Ein Nasheed und zwei Haram-Tänze
Hi.
Danke für deine Playlist, bei der sich aber die Frage nach ihrem repräsentativen Wert für die original islamische Haltung zur Musik stellt. Nicht in allem, wo ´islamisch´ draufsteht, ist ´islamisch´ drin.
Auch im Christentum ist das Authentizitätsproblem virulent, allerdings - wegen der undurchsichtigen Quellenlage - deutlich komplizierter als im Islam, wo ein Originaltext des Gründers sowie überlieferte Gründer-Zitate von direkten Augen- und Ohrenzeugen vorliegen. Was den Stellenwert von Musik im Islam betrifft, habe ich in meiner neueren Antwort einiges dazu geschrieben, was ich weiter unten noch ergänze.
Zu den Songs:
Der erste von dir verlinkte Song ist tatsächlich ein Nasheed, d.h. ein sakraler islamischer Gesang; ein afghanischer Bekannter von mir hat bestätigt, dass die Männer ein religiöses Thema besingen. Dem entspricht die betont perkussive instrumentale Begleitung.
Die anderen Songs:
Original arabische Bauchtänze habe ich selbst in Teheran und Tabriz gesehen, als ich in vor-khomeneischen Zeiten Persien mehrmals besuchte. Die von dir verlinkte Performance stammt aber aus Las Vegas, das nicht gerade ein Aushängeschild der muslimischen Welt ist. Mit dem Islam hat dieser Tanz ohnehin nichts zu tun, er entstammt älteren Traditionen aus dem arabischen Umfeld, kann also auf keinen Fall als Prototyp für einen eventuellen Paradiestanz herhalten. Künstlerische Darbietungen durch Frauen sind aus Sicht des frühen Islam haram (unheilig), erst recht wenn sie sexuell anregend sind. Auch der zweite Tanzlink hat mit jener Musikart, die vom frühen Islam akzeptiert ist, nichts zu tun, da die Darbietung erotisch ist.

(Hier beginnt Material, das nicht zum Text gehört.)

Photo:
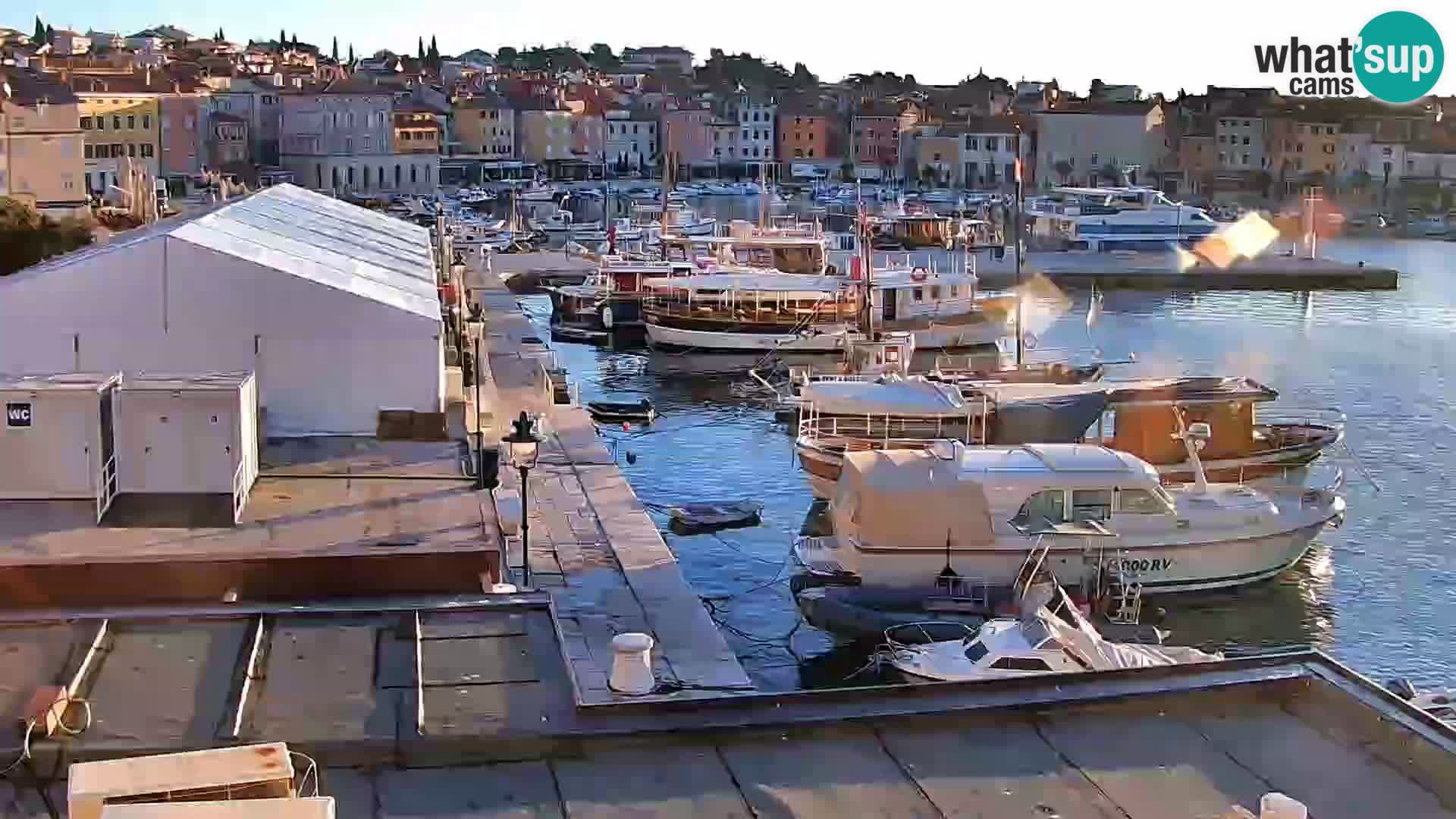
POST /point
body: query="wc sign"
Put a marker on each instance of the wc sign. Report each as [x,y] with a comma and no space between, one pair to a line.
[19,414]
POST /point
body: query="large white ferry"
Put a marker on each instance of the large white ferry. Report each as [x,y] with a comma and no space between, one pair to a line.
[1116,219]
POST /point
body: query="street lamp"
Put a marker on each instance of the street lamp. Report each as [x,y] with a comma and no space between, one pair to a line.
[475,330]
[523,447]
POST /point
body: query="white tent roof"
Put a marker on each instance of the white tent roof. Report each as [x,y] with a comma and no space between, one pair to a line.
[308,235]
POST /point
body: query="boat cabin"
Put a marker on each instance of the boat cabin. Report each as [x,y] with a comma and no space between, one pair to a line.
[922,231]
[783,253]
[745,300]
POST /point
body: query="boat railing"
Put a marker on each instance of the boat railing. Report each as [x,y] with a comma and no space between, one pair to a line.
[1302,417]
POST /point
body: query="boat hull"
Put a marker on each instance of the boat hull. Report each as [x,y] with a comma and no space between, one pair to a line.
[1159,567]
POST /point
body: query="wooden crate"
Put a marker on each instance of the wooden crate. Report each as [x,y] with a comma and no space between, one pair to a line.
[246,771]
[310,808]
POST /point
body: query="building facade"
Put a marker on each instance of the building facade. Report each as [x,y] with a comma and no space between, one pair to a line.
[1084,145]
[756,129]
[631,140]
[484,124]
[804,140]
[121,129]
[41,143]
[341,142]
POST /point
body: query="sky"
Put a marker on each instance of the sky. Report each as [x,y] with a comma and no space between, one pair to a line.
[1159,46]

Die vier sunnitischen Rechtschulen des Islam (die Hanifiten, Hanbaliten, Malikiten und Schafiiten) lehnen übereinstimmend Musik unterhaltenden Charakters als haram (= unheilig) ab. Abu Hanifa z.B. forderte, man solle - aber nur auf islamischen Territorium - ein Haus, aus dem Musik erklingt, „überfallen und die Musik aus dem Haus entfernen“. Ahmad ibn Hanbal war der Auffassung, dass „Musik Heuchelei im Menschen verursacht“. Das bezieht sich aber nur auf Unterhaltungsmusik, während sakrale Nasheeds, wie ich a.a.O. schon schrieb, legitim sind, freilich unter rigiden Voraussetzungen, die ich aufgelistet habe.
Gerade in Zeiten der Salafisten und vor allem des IS-Terrors sollte man sich die Frage stellen, ob wirklich alles, was moderne Muslime praktizieren, automatisch auch authentisch islamisch ist. Ein zu Justin Timberlake tanzender Muslim beweist ja nicht, dass sinnliches Tanzen dem (frühen, also authentischen) Islam nicht widerspricht. Die IS-Ideologen predigen, basierend auf der Lehre von Al-Wahhab, einem Anhänger des obengenannten musikfeindlichen Rechtsgelehrten Hanbal, ebenso wie die Salafisten eine Rückkehr zum frühen Islam.
Die Islam-Verharmloser (darunter natürlich auch viele Muslime) machen es sich viel zu einfach, wenn sie den Radikalen eine Falschinterpretation des Islam vorwerfen. Mit dieser naiven Formel wird man dem Problem nicht nur nicht gerecht, sondern verstellt den Blick auf die Tatsache, dass nicht der radikale Islam, sondern der gemäßigte Islam eine Abweichung von den Prinzipien des frühen Islam darstellt.